Prologue

9 0 0
                                    

 « Le destin conduit celui qui consent et tire celui qui résiste. »

Cléanthe

Vancouver, Canada. Année : 2024.

Mardi soir. Le jour habituel de mon entraînement au stade, situé à deux rues de chez moi. En effet, l'endurance était une qualité importante, tout comme la vitesse, en tant qu'espionne et tueuse à gages... pour le compte des Paranormaux. Je saisis donc mon sac de sport, mon trousseau de clés posé dans une petite coupelle en verre sur la table de mon hall d'entrée, ainsi que mon téléphone que je mis dans la poche droite de ma veste.

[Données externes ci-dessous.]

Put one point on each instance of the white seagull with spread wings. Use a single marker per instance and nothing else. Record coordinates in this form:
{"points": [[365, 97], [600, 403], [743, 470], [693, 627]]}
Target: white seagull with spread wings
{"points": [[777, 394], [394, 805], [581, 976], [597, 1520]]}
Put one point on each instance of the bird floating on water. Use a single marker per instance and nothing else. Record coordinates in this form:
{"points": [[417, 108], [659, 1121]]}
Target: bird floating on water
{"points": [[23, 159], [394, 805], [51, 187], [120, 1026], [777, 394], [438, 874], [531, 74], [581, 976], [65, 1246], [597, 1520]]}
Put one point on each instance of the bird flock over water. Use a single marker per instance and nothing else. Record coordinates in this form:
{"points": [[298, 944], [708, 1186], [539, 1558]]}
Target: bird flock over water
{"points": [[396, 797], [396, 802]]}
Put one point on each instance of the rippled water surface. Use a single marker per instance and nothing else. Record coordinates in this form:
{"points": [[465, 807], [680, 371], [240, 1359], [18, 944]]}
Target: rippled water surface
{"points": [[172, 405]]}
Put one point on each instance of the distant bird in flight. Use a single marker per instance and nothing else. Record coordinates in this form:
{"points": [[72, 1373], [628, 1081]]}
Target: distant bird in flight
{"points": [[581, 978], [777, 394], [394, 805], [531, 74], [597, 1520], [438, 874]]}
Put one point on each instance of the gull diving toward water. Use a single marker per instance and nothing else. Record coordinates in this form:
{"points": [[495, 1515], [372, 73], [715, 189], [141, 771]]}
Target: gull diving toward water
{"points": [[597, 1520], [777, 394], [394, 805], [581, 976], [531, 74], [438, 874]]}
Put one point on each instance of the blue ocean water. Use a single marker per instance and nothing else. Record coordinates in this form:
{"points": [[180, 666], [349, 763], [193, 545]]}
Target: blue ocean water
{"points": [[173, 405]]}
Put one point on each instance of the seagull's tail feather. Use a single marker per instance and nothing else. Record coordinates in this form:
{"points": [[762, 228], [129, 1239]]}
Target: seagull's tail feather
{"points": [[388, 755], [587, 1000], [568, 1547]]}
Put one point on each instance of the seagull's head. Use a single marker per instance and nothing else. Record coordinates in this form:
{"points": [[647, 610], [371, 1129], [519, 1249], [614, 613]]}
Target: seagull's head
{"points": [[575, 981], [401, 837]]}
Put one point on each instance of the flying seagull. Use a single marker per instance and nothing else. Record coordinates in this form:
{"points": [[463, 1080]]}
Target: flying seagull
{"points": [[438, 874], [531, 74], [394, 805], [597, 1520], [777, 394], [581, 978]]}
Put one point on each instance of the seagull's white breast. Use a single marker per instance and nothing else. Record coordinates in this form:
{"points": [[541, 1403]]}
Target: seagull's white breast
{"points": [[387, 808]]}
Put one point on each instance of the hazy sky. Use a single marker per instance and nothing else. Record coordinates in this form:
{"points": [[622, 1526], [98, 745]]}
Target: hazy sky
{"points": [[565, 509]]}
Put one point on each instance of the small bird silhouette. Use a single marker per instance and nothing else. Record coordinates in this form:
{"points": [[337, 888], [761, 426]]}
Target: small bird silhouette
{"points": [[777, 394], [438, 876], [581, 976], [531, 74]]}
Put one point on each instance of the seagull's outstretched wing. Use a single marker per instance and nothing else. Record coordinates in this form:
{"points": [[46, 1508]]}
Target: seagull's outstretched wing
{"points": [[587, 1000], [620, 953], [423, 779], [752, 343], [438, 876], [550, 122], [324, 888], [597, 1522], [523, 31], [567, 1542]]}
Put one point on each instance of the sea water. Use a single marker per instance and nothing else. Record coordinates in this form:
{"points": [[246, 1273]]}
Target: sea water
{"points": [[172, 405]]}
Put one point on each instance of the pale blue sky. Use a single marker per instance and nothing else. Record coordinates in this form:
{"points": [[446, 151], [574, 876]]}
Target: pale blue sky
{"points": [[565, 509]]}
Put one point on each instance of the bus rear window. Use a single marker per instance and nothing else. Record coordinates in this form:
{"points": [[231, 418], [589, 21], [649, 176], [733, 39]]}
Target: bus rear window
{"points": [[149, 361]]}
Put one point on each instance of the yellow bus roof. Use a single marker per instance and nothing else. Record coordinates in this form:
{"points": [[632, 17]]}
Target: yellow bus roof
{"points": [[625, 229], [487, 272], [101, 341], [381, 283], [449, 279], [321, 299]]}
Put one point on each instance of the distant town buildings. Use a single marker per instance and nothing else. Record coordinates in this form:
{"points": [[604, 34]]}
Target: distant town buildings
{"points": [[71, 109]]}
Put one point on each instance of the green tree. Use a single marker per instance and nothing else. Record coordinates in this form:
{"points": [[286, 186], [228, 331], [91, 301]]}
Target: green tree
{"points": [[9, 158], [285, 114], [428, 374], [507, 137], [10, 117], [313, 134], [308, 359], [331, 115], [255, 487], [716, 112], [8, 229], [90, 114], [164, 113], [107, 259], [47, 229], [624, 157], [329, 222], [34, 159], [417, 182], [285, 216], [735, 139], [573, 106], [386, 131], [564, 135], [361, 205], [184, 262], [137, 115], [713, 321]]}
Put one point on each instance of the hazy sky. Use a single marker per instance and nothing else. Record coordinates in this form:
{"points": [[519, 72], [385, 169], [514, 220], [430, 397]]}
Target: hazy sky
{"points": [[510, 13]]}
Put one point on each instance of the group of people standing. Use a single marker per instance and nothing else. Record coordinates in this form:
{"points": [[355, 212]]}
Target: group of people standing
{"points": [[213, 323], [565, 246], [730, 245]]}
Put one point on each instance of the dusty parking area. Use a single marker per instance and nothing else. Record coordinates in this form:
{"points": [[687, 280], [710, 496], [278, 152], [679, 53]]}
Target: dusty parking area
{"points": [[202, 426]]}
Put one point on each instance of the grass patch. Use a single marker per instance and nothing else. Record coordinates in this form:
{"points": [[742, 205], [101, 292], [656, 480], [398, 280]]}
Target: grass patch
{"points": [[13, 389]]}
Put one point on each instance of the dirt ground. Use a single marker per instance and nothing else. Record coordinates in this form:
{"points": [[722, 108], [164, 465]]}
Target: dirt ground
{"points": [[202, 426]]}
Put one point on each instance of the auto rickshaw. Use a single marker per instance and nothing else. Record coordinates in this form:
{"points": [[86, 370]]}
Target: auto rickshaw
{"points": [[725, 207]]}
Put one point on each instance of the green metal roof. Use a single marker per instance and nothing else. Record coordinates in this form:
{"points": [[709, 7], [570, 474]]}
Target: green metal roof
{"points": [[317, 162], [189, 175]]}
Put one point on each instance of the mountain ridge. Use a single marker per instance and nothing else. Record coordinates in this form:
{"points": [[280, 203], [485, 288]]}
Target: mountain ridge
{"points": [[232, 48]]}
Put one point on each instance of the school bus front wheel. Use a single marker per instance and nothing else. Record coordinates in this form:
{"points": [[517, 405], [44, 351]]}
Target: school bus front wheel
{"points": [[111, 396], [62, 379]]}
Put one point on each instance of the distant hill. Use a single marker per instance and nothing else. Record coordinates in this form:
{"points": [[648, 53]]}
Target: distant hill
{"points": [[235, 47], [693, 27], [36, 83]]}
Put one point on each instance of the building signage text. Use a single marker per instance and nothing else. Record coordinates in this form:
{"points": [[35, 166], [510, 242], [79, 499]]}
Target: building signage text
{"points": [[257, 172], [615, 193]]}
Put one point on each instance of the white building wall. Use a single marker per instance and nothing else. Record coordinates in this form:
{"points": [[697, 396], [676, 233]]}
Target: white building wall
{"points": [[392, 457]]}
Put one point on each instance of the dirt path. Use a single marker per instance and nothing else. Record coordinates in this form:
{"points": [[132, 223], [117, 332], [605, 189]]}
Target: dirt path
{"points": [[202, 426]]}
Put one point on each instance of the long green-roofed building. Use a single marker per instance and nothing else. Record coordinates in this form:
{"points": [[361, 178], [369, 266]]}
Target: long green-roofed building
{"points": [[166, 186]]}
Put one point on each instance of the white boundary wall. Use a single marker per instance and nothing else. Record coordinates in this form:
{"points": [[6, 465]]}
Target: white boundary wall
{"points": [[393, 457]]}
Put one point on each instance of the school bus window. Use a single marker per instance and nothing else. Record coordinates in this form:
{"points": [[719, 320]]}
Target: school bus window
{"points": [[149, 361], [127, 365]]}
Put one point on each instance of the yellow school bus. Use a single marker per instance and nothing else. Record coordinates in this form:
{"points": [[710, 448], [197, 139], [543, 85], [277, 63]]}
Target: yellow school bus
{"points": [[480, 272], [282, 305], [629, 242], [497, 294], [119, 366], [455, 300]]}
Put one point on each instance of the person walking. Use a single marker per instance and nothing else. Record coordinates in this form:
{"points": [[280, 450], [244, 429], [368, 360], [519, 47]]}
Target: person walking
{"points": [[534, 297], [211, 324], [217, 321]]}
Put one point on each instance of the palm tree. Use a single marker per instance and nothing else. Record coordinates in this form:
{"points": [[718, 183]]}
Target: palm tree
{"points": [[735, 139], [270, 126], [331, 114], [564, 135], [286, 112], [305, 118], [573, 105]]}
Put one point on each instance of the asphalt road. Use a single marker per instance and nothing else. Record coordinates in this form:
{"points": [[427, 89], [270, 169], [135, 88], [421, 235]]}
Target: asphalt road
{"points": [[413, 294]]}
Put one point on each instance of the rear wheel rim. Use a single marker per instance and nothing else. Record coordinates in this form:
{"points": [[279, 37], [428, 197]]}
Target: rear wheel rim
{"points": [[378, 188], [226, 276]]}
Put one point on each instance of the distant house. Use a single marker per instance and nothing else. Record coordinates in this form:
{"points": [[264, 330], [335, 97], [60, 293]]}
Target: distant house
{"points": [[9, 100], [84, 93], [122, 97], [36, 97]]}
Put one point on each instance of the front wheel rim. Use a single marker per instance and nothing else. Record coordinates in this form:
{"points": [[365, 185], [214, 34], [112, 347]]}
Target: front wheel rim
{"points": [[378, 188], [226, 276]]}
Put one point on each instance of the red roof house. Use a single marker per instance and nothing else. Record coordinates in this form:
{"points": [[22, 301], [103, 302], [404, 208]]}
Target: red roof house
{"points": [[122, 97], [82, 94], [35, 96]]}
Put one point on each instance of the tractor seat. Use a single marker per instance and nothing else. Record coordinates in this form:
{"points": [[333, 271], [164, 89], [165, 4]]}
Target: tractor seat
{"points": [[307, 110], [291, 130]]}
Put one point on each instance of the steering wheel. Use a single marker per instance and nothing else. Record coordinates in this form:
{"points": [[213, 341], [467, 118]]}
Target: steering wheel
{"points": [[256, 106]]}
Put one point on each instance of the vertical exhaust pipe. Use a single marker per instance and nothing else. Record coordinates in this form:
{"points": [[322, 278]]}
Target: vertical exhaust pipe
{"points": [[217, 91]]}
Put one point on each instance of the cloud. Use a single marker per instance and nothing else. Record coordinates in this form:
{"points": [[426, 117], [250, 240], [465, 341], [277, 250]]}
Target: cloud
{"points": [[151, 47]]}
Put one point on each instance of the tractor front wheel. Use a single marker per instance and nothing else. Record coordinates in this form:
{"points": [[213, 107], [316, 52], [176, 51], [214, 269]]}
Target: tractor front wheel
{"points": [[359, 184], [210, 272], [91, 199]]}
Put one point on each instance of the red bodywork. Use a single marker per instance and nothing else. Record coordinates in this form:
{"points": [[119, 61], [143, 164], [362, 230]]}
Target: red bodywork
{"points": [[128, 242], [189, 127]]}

Cinq minutes de marche rapide me suffirent pour atteindre le stade. A vrai dire, j'habitais un quartier résidentiel assez calme, dans la banlieue de Vancouver. Le genre de quartier où chaque maison avait son propre jardin et son garage deux places. Le genre de quartier où les familles des cadres d'entreprises s'installaient avec leur progéniture. Le genre de quartier auquel j'étais une parfaite étrangère par mon mode de vie. Je ne connaissais aucun de mes voisins, je n'avais aucune véritable vie sociale. Discrétion était le mot d'ordre. Cependant, il s'agissait d'un des seuls endroits où je pouvais me permettre de sortir en toute sécurité, sans avoir à surveiller mes arrières. C'était pourquoi je m'imposais trois séances de jogging hebdomadaire de deux heures.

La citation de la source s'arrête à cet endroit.